XHERJ-FM
- Mazatlán, Sinaloa; Mexico;
- Frequency: 105.1 MHz
- Branding: Ke Buena

Programming
- Format: Grupera
- Affiliations: Radiópolis

Ownership
- Owner: Promomedios Sinaloa; (Radio RJ de Mazatlán, S.A. de C.V.);
- Sister stations: XHOPE-FM

History
- First air date: January 10, 1940 (concession)
- Former call signs: XERJ-AM
- Former frequencies: 1320 kHz, 107.5 MHz

Technical information
- Licensing authority: CRT
- Class: B1
- ERP: 25 kW
- HAAT: −25.9 m (−85 ft)
- Transmitter coordinates: 23°13′06″N 106°23′03.2″W﻿ / ﻿23.21833°N 106.384222°W

Links
- Website: gpmtuportal.com

= XHERJ-FM =

Radio station in Mazatlán, Sinaloa, Mexico

XHERJ-FM is a radio station on 105.1 FM in Mazatlán, Sinaloa, Mexico. It is owned by Promomedios Sinaloa and carries its Ke Buena grupera format from Radiópolis.

==History==
XERJ-AM 1320 received its concession on January 10, 1940. It was owned by Oscar Pérez Escobosa, and by the 1960s, XERJ, which had been transferred to Radio Mazatlán, S.A. in 1958, broadcast with 5,000 watts day and 500 night—a power level it would retain for decades.

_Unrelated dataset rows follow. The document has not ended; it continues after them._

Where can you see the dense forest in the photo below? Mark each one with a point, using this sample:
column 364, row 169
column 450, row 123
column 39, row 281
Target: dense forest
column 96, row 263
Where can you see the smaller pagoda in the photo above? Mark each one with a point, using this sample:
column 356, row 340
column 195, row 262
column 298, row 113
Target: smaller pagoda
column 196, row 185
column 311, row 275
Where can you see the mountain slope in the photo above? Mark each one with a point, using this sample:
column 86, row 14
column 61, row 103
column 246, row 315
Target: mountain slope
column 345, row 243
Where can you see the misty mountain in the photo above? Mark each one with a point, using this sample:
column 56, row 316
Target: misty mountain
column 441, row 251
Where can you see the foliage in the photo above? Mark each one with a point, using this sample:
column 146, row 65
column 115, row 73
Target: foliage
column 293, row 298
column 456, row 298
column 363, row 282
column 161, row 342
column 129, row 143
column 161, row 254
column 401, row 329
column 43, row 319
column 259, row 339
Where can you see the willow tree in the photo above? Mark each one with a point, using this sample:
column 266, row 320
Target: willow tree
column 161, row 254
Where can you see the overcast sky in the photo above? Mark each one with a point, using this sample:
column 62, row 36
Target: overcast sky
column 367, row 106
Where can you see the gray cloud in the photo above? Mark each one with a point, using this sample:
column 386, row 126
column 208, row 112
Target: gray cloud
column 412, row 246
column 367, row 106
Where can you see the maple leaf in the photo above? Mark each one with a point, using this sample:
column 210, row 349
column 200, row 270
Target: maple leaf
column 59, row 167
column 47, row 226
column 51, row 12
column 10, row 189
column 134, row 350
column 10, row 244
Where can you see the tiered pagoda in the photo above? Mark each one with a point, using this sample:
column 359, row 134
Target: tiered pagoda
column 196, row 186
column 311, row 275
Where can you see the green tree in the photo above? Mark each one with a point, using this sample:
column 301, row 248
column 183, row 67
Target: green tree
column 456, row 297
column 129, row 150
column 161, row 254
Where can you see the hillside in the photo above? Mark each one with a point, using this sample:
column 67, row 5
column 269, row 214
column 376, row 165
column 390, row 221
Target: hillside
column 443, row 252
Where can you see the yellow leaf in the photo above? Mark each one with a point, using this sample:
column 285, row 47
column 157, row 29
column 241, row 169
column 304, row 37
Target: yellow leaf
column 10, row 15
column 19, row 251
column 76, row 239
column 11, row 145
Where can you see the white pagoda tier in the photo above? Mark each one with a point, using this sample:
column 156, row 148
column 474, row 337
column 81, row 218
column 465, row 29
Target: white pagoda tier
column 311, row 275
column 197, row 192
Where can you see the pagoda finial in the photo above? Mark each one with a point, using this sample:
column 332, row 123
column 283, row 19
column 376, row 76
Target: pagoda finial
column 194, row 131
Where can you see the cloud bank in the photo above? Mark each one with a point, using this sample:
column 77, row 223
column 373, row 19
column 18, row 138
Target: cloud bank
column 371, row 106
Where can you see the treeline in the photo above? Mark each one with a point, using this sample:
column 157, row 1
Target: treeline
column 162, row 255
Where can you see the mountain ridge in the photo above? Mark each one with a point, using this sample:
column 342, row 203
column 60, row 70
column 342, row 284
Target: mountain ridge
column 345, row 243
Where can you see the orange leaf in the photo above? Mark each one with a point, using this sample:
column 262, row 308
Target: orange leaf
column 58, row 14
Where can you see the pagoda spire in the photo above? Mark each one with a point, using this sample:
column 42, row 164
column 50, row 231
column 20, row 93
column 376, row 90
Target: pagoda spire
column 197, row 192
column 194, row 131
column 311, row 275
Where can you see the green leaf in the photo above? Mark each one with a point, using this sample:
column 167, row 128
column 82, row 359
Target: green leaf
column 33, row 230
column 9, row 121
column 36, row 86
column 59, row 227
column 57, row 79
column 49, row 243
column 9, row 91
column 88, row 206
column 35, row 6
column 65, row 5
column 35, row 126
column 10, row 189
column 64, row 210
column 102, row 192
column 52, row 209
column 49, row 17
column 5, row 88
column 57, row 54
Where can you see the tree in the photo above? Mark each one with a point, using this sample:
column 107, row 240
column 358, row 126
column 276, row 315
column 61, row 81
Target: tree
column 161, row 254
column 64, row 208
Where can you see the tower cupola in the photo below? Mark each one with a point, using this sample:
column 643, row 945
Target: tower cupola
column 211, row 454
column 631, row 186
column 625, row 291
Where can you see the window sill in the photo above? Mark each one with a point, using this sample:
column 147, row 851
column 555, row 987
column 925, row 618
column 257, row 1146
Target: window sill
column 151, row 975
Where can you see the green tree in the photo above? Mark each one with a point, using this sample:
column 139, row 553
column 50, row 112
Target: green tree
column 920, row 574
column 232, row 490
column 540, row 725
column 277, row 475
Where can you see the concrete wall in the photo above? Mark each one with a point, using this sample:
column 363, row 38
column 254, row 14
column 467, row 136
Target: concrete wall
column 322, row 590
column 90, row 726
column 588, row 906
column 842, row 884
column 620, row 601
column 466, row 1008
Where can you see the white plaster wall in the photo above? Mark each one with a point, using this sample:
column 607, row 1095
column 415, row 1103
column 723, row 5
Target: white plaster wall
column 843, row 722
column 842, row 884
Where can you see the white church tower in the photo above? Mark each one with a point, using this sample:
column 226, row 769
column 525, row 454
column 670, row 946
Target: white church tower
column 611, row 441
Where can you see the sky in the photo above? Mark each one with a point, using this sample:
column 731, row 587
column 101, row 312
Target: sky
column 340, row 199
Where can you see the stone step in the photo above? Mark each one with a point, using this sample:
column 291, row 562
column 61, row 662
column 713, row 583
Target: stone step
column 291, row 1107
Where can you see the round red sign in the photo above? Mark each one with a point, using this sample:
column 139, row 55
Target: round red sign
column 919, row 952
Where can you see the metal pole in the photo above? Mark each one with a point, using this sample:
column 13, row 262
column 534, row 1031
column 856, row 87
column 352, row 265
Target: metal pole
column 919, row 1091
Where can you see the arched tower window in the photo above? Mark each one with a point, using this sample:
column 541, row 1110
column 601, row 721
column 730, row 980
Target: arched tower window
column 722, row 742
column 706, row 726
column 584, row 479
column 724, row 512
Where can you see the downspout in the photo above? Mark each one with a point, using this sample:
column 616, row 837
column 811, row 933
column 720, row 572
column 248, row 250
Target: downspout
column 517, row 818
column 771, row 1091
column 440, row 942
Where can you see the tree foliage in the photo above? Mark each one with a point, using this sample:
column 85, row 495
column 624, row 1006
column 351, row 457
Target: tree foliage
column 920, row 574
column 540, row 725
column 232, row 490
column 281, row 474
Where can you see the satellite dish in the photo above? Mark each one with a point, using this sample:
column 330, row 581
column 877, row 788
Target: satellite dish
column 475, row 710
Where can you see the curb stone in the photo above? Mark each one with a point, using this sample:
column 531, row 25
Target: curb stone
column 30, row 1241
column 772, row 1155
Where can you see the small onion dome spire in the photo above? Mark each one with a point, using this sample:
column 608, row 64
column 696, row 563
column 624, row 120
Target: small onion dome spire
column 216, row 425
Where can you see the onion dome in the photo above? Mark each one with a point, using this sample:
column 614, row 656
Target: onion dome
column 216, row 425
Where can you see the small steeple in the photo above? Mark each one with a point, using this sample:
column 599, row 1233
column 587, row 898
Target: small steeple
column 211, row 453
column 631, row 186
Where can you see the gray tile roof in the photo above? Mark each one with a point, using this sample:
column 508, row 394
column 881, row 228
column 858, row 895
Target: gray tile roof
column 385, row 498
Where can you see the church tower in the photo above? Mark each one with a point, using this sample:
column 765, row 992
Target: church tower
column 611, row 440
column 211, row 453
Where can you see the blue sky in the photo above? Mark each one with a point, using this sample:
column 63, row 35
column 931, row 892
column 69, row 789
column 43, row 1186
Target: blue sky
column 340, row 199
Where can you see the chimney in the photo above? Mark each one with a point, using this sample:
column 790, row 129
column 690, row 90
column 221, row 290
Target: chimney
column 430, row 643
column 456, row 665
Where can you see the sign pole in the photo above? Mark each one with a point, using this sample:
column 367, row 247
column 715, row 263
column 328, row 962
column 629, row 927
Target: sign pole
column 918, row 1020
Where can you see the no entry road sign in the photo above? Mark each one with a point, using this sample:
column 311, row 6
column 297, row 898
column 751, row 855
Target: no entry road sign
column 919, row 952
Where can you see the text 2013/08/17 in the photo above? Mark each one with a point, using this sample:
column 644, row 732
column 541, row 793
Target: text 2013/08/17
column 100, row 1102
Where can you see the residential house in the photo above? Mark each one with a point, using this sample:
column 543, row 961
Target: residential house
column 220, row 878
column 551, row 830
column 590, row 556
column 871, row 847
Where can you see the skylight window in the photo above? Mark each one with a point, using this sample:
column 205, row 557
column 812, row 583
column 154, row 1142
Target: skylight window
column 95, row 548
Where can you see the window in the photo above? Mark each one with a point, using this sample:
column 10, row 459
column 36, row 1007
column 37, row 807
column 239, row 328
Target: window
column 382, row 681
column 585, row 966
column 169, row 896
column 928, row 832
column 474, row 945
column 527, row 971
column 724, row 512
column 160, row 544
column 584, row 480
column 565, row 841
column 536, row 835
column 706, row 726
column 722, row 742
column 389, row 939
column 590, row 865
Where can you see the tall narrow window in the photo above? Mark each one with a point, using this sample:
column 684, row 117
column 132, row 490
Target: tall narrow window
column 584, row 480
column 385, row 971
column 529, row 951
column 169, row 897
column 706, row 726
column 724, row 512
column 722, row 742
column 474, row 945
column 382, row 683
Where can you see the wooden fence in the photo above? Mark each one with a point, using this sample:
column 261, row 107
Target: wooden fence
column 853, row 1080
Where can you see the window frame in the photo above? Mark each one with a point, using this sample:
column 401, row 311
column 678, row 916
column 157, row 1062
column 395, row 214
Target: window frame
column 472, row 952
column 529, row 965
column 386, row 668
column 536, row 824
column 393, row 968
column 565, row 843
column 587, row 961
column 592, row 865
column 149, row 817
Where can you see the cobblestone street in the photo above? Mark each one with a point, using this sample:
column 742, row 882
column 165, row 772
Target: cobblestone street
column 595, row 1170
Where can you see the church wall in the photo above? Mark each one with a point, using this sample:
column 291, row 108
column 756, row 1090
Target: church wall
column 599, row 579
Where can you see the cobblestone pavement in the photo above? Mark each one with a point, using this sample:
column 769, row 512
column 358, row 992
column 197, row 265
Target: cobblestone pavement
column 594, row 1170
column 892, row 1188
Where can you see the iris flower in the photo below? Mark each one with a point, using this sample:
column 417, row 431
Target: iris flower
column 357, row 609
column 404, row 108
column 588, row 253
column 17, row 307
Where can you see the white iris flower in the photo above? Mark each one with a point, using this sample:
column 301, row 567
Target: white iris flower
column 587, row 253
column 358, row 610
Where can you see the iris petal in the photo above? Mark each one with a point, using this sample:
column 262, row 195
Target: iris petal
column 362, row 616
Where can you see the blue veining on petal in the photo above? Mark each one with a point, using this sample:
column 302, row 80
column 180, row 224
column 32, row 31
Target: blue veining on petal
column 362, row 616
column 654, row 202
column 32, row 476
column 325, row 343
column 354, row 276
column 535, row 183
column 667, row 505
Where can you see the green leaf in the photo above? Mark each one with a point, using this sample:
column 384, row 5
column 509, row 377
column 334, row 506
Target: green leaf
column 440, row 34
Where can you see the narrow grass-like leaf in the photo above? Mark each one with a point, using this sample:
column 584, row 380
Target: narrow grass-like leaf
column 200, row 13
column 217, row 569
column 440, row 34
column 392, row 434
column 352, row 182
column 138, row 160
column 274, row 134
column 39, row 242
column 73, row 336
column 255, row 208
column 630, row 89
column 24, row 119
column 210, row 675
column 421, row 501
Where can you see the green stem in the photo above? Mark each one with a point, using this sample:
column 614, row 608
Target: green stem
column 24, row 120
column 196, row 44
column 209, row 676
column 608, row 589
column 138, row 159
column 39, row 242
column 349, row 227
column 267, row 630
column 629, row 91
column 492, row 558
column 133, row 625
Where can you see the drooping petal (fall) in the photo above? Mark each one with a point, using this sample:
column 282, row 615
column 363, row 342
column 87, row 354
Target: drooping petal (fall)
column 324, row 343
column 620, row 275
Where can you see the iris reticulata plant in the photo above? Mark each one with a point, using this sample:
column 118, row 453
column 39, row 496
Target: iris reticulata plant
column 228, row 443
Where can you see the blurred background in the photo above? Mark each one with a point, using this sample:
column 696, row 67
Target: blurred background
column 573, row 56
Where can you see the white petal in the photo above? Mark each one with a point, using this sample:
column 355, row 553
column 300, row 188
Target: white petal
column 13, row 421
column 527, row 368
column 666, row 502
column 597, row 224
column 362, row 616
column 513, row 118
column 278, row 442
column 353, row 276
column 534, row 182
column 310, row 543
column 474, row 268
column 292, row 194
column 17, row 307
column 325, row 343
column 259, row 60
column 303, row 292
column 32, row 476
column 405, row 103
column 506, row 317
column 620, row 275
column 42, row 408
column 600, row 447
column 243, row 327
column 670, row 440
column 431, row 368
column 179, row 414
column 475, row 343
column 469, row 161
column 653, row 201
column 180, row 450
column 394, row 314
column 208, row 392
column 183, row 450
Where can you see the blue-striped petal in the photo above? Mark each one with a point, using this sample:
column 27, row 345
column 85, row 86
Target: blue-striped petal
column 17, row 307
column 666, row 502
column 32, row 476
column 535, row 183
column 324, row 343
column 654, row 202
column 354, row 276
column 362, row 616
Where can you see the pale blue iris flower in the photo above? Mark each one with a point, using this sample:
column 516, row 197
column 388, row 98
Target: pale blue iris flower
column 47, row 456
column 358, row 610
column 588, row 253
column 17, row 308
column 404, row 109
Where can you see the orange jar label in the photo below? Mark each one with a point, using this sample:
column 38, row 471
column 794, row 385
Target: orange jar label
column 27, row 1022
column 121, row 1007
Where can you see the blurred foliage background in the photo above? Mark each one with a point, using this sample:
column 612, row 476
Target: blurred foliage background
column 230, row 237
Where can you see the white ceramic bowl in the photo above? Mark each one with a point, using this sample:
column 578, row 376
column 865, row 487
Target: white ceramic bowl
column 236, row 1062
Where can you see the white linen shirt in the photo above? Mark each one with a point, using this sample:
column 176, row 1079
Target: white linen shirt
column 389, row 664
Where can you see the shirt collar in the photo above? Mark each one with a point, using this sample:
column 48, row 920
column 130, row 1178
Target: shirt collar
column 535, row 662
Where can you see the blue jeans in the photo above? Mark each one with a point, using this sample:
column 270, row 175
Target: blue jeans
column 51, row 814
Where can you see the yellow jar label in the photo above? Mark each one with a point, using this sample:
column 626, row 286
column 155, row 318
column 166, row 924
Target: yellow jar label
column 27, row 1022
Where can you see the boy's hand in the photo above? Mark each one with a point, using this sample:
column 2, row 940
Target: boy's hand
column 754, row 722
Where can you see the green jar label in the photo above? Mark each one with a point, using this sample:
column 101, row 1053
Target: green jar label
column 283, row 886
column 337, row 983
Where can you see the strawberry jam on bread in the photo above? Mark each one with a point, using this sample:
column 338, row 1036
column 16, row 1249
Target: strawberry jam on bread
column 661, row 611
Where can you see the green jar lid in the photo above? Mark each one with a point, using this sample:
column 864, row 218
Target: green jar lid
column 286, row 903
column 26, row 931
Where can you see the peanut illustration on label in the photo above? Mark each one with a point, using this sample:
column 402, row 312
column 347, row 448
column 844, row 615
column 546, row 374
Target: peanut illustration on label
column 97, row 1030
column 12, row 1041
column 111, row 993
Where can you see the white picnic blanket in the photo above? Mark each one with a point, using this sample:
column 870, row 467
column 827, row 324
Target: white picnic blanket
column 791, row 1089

XERJ migrated to FM in 2010 as XHERJ-FM 107.5. As part of the 2017 renewal of XHERJ's concession, it moved to 105.1 MHz on July 8, 2018 in order to clear 106-108 MHz as much as possible for community and indigenous radio stations.

XHERJ abandoned the "La Nueva RJ" name in March 2026, when it became a national Ke Buena format from Radiópolis, after XHST-FM 94.7 ceased operations on December 31, 2025.